Now, I imagine Matthew in a hammock – maybe with a white smear of sunscreen on his nose, maybe sipping on some fresh-squeezed lemonade. He is in a good mood, is uncharacteristically cheery. (It’s a wonder what a vacation will do!) And Matthew finishes with his story, then says of it, perhaps he surprises himself with what he says of it: This farmer, he’s rather breezy and relaxed, right? He’s not wrapped up in hand wringing, not much of a worrywart. He doesn’t fret over these weeds, doesn’t fear for his wheat. Maybe he should stamp out unruliness and disarray, and do so sooner than later, maybe he’d do better to bid the undergrowth be gone. But he can’t see losing sleep over this, can’t see that the whole harvest would actually go to hell in a hand-basket. Things will sort themselves out alright, he thinks, but in the meantime, there are higher goods than crawling around on hands and knees keeping things kempt and pristine in the garden plot...

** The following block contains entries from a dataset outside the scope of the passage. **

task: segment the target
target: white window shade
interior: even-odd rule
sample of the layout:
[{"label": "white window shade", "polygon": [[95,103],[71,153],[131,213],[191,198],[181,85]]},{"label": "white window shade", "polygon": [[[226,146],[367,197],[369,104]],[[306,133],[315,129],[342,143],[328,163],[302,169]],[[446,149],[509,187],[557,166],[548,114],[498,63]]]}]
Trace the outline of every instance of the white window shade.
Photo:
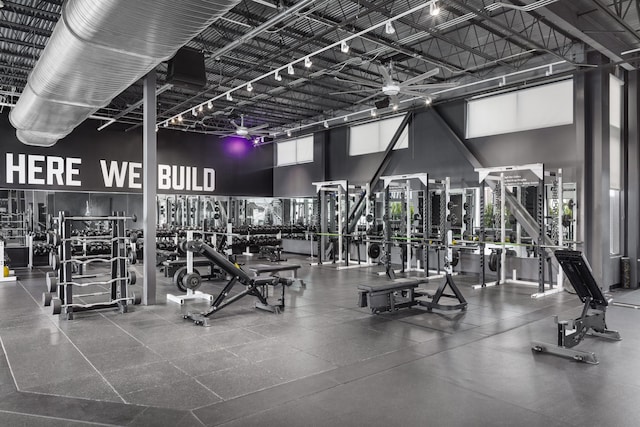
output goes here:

…And, well, you know this farmer, he’s a lot like God in all that, so Matthew – so Matthew! – says. God doesn’t obsess about good and evil. God can take the long view; God can let things be what they will be for a little while. God’s not up in arms and angry and anxious that some sin in you is going be the death of everything else that’s holy and right. God thinks that the good people out there, that the good parts in here, that the good is resilient, is fierce, is fiercer than the bad. God trusts that virtue will not wilt and wither in the face of vice. That’s not to say that there’s never a need to roll up your sleeves and dig in and get your hands dirty and do the hard work of repentance. Sure, break a sweat for the sake of a better life, but when you’re spent and worn and, for all your trying and trying, you still let yourself down – go at it gently. Yanking at every flaw in you is going to do more harm than good. Frenzied obedience and frenetic do-gooding are no one’s friend. Don’t take a spade and a shovel to your soul. The weakness, the waywardness, the uncultivated, creeping shoots which sprout within – let these grow up alongside whatever greatness and beauty are also within. Someday, this inner bramble will be trimmed back. Someday, the wheat will be culled from the weeds, and that will be God’s doing. But, in the meantime, there are worthier ways to spend a life than striving for moral purity and perfection. Yes, yes, be better, do better, say please and thank you, say your prayers. For now, though, how about something more airy and easygoing. How about patience, kindness toward, how about making peace with what is wild within? How about blessing yourself with grace and a breath? How about Matthew’s spirituality for a summer’s day?